Das Blog von Anke Gröner z. B. liefert keinen kompletten Feed, weshalb man die Artikel direkt im Blog lesen muss. Und dort ist die Schriftgröße seit dem Redesign auf 90 Prozent gesetzt. Das sieht unter Windows mit IE vermutlich schick aus. Unter Debian Linux mit Firefox ist es mir schlichtweg zu klein und macht keinen Spaß mehr zu lesen.

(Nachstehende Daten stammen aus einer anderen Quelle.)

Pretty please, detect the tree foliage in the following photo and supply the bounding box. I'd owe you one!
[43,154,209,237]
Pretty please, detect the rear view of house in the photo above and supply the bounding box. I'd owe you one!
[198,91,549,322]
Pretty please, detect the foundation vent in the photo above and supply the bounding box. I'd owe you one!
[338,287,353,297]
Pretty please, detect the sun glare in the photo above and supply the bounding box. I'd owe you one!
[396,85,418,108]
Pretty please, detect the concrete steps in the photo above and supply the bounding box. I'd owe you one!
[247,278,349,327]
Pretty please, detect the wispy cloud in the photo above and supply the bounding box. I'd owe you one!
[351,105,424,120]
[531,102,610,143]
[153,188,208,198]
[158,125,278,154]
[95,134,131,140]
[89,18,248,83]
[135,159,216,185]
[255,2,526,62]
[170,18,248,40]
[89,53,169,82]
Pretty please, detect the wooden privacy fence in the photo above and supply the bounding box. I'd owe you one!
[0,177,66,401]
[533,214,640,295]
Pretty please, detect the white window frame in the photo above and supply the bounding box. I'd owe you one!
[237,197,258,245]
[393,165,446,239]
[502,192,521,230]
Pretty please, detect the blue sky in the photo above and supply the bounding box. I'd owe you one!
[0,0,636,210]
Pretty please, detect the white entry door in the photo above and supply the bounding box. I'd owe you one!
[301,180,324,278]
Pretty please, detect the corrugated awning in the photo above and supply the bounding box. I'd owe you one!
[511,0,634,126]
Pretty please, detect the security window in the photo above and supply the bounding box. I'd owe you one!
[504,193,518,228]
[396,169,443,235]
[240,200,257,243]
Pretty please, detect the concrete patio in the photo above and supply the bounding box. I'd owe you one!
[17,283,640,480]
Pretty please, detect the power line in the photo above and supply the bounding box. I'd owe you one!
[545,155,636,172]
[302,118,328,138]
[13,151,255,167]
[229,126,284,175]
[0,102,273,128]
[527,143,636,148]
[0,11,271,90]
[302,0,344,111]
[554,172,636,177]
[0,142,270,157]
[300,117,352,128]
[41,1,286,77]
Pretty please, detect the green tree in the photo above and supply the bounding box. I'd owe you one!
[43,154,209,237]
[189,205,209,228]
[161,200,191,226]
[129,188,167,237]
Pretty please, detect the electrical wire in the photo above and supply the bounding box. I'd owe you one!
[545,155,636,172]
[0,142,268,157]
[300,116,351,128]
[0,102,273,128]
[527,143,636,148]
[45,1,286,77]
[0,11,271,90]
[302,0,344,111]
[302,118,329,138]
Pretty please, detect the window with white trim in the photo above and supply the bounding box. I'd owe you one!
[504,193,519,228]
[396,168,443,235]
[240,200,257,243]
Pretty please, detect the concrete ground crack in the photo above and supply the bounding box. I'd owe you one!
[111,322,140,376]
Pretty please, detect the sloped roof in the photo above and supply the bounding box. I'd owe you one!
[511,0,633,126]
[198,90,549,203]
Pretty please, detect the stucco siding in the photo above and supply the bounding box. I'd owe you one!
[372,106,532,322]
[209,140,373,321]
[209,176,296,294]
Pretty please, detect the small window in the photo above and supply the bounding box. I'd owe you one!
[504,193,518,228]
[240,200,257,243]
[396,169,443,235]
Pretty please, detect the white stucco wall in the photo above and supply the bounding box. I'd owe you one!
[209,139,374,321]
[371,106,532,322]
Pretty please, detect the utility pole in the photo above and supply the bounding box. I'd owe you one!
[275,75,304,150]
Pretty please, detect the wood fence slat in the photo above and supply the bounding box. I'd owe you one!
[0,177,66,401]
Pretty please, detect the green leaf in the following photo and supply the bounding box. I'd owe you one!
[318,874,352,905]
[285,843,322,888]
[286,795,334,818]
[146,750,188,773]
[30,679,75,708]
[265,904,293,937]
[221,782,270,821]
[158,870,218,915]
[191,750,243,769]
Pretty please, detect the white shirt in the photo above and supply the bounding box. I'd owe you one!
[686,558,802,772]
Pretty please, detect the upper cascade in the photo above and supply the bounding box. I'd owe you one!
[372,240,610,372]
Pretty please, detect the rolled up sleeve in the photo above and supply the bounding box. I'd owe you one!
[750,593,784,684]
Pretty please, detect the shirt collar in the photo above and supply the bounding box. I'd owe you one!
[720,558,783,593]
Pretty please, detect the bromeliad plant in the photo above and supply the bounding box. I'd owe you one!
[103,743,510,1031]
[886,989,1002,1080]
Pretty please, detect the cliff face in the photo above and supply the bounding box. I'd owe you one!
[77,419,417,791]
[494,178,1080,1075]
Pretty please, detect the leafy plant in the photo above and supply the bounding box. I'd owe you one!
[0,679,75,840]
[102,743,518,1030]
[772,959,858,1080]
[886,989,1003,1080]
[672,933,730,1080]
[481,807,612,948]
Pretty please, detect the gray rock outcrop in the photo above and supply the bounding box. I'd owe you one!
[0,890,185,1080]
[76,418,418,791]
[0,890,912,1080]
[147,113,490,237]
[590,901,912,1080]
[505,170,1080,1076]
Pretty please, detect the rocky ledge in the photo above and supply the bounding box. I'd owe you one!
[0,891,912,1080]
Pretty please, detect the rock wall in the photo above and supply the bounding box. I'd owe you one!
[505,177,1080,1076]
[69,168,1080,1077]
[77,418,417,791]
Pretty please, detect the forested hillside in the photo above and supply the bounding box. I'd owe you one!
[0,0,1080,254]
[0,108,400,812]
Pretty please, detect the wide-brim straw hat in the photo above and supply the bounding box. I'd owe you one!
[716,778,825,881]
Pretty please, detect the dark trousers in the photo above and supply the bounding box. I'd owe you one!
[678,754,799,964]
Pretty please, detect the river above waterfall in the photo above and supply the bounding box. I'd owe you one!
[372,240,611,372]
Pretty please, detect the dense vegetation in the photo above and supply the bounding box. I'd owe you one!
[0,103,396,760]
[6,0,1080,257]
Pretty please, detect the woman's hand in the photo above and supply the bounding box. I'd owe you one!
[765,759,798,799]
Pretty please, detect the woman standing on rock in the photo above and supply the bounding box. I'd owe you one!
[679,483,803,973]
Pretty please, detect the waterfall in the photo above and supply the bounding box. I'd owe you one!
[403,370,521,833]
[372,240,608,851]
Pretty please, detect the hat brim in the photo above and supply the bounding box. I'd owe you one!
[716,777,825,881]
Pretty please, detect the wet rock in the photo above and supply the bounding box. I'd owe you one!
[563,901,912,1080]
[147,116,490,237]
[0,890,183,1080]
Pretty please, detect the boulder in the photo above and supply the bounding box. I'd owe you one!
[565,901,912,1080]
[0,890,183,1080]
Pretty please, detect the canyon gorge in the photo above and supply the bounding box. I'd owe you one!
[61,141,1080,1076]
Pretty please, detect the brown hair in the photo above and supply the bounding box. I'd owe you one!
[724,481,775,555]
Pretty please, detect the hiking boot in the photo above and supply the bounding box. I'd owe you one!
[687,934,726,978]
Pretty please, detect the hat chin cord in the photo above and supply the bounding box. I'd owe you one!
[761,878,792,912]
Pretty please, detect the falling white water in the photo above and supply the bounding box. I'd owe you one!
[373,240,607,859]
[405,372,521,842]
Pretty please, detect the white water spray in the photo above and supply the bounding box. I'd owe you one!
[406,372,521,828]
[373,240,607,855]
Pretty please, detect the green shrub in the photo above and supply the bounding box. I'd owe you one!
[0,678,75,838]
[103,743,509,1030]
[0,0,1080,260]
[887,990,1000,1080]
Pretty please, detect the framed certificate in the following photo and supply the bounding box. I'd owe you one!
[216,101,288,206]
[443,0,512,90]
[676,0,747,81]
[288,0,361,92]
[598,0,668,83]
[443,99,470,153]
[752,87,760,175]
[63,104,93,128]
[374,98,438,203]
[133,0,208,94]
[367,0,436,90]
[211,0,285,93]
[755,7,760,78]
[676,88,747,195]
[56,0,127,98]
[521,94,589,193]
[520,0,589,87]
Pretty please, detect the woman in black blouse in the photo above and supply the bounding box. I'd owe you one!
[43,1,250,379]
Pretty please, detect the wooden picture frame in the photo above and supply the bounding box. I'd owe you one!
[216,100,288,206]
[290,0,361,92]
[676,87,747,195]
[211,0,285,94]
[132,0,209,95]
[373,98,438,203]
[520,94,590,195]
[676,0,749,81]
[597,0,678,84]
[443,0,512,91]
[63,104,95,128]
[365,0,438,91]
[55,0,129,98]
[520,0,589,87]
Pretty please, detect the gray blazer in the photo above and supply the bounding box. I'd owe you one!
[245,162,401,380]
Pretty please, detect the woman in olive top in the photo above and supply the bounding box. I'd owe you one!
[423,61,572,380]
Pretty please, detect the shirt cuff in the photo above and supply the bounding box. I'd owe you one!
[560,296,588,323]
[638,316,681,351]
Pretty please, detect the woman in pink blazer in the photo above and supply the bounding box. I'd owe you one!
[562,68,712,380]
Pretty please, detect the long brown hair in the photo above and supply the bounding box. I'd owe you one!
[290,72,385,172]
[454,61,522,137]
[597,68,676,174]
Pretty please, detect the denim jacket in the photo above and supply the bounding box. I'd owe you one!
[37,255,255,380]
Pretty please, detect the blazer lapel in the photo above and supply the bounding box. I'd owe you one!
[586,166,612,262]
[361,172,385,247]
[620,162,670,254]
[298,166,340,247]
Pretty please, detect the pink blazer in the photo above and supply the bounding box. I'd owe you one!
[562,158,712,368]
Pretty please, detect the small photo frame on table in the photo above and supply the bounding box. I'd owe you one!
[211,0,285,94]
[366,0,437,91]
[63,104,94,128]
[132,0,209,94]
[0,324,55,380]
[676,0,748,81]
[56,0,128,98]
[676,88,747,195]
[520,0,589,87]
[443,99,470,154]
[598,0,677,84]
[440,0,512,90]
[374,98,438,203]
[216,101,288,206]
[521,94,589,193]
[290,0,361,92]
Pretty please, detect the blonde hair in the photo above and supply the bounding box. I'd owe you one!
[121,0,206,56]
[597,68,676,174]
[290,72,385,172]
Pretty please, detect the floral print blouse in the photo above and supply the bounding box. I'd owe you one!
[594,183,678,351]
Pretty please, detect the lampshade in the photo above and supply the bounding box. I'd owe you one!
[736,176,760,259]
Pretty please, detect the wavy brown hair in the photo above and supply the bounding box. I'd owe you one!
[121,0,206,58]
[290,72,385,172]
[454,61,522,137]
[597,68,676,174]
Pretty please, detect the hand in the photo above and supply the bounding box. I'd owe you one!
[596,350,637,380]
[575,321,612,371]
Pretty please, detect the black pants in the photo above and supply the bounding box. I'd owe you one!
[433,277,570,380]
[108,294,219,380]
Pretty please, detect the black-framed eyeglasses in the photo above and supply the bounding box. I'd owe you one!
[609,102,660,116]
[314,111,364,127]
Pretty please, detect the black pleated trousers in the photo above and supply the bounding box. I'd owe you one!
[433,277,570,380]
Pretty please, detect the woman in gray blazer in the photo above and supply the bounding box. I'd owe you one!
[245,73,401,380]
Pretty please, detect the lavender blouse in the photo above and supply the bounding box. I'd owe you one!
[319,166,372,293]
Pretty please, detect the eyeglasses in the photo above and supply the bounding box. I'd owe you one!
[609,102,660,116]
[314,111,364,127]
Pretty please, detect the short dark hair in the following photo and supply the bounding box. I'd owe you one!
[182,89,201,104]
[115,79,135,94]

Vielleicht sollte man das Internetz jetzt doch abstellen und stattdessen wieder Gedrucktes lesen. Braucht keinen Strom, ist oft gut lesbar und man kann sogar noch seinen Abfall hineinwickeln oder vielleicht einen Kopfsalat.
Sunday, 26. October 2008
Wer die Seite nicht kennt, hat etwas verpasst. Smashing Magazine bietet viele interessante Artikel, Tools und Grafiken für Webdesigner.
Sehr lesenswert.
Wednesday, 10. September 2008
Hatte heute auf meinem Windows-Rechner Probleme mit Firefox meine Blogdatenbank per phpMyAdmin zu warten und deshalb probeweise das aktuelle Opera installiert. Damit gings problemlos.
Die Optik von Opera ist mittlerweile richtig gut. Deshalb habe ich auch für meinen Debian-Rechner nach entsprechenden Paketen gesucht. Das ist etwas umständlich, weil es die anscheinend nicht über debian.org gibt.
Aber die netten Norweger haben extra für Debain-User deb.opera.com bereitgestellt und damit klappt das.
Sieht auch unter Debian sehr ansprechend aus; allerdings scheint mir der Aufbau von Grafiken gegenüber Firefox spürbar langsamer zu sein.
Thursday, 4. September 2008
Sowohl im Google-Blog als auch bei Matt Cutts kann man nachlesen, dass die Lizenzbestimmungen von Googles Chrome im Punkt 11 geändert worden seien. Sei ja nur eine falsche EULA gewesen, die man von anderswo kopiert hätte. (Geschäftsbedingungen eines Weltkonzerns, die per copy & paste erstellt werden? Haha.)
Die englische Fassung mag ja jetzt richtig sein. Aber: abhängig von der Browser-Spracheinstellung (?) wird bei mir automatisch eine deutsche Version gezogen, die immer noch den alten Text zeigt, der mehr oder minder aussagt, dass alles, was man mit Chrome schreibt, Google gehöre.
Schön zu sehen, dass Wundergoogle auch nur mit Wasser kocht. Wenn sie sich noch ein bischen mehr Mühe geben, sieht Bill Gates daneben aus wie ein netter Onkel.
Beim Rootserver-Experiment gibt es weitere fundierte Artikel zum Thema:
Wednesday, 3. September 2008
Ich muss meinem Provider All-inkl.com ein großes Lob aussprechen. Auf eine Anfrage per Mail habe ich innerhalb von fünf (!) Minuten eine Antwortmail erhalten.
Das nenne ich wahnwitzige Geschwindigkeit!